Review: Their Fractured Light

3 out of 5 stars

The action and story go up in this series finale, but the heroine of Book 3 drags like an anchor. Their Fractured Light, by Aime Kaufman and Meagan Spooner (Starbound #3)

The galaxy-spanning, dimension-crossing culmination of the Starbound series, Their Fractured Light brings the two main characters from each of the previous books face to face with the heroes of this last chapter. Lilac LaRoux and Tarver Merenson, sole survivors of the Icarus crash, and Jubilee Chase and Flynn Cormac, new world order-ers from the war for Avon, end up entangled with Sophia Quinn and Gideon Marchant in a battle to literally save the galaxy from the ego-maniacal Roderick LaRoux.

IMG-5347The story follows Sophia from her escape off Avon to Corinth, where she’s sweet-girl conned her into a penthouse apartment – all the better to assemble her plot to kill Roderick LaRoux. She crosses paths with Gideon Marchant, who turns out to be the Knave of Hearts, the super-hacker who’s been helping Lilac and Tarver since Book 2. What follows is a complicated knot of no one knowing they’re all on the same team. Sophia and Gideon lie to each other, fall for each other, confuse and betray each other. Eventually, it all comes out – just in time for the plot to twist. The Whispers play a huge part in Their Fractured Light, as does the question: What does it mean to be human?

While all that action is clicking along, and the world might end, and the plot thickens, I still had a few serious issues with this book.

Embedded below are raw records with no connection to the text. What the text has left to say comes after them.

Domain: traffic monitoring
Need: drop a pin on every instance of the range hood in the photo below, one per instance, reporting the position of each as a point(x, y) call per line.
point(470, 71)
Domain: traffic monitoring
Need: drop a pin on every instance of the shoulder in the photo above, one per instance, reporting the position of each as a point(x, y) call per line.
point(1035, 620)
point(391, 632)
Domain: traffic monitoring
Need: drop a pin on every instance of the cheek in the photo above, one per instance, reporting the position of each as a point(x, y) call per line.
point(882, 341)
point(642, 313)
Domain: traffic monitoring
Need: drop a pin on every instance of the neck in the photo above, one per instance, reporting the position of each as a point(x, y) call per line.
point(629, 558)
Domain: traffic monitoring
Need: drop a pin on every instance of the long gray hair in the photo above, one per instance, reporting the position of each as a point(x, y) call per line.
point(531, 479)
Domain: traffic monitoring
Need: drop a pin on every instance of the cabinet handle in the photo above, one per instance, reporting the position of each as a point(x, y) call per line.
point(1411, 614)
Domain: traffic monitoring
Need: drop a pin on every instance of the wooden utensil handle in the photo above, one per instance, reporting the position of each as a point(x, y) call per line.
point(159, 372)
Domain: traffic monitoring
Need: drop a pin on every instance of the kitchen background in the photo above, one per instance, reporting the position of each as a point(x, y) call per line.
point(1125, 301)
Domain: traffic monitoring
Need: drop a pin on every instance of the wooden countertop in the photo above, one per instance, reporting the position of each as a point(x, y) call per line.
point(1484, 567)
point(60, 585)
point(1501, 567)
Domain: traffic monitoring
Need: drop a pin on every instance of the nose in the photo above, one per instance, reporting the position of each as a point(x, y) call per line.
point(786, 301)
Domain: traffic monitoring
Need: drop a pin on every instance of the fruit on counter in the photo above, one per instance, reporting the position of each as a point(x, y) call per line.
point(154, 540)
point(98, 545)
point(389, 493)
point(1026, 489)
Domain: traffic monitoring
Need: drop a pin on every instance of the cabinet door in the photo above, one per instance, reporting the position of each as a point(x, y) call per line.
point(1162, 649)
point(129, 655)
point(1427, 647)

IMG-53461: There’s a very obvious spot where a huge issue could be resolved with a single, easy conversation. Gideon even acknowledges it: Why can’t I just say something?! Boo hoo waaaaaah. This plot device sucks; it’s a cheap way to keep conflict going.

2: Sophia is annoying AF. She’s all conviction – every one of them wrong. For a girl so sharp as to be a wizard con artist, she has zero self-awareness. She can’t. stop. whining. to herself about everyone and everything via internal monologue that, unfortunately, we have to read. She’s more of a child than any other character, and grates like the spoiled brat no one wanted to bring along on this trip.

3. There’s really too much of the Whispers’s metaphysical identity crisis. Unlike AIDAN in The Illuminae Files, who talks to himself like a male and/or robot, the Whisper(s) yakyakyak(s) like a bunch of 40-something ladies with babysitters at home and another round of white wine spritzers on the way.

Eventually, a climactic event occurs, things happen, the story resolves. It’s really a very creative and satisfying trilogy from start to finish. But while the last book has the best action, it has the worst narrators. The Starbound series deserved a little better in the end.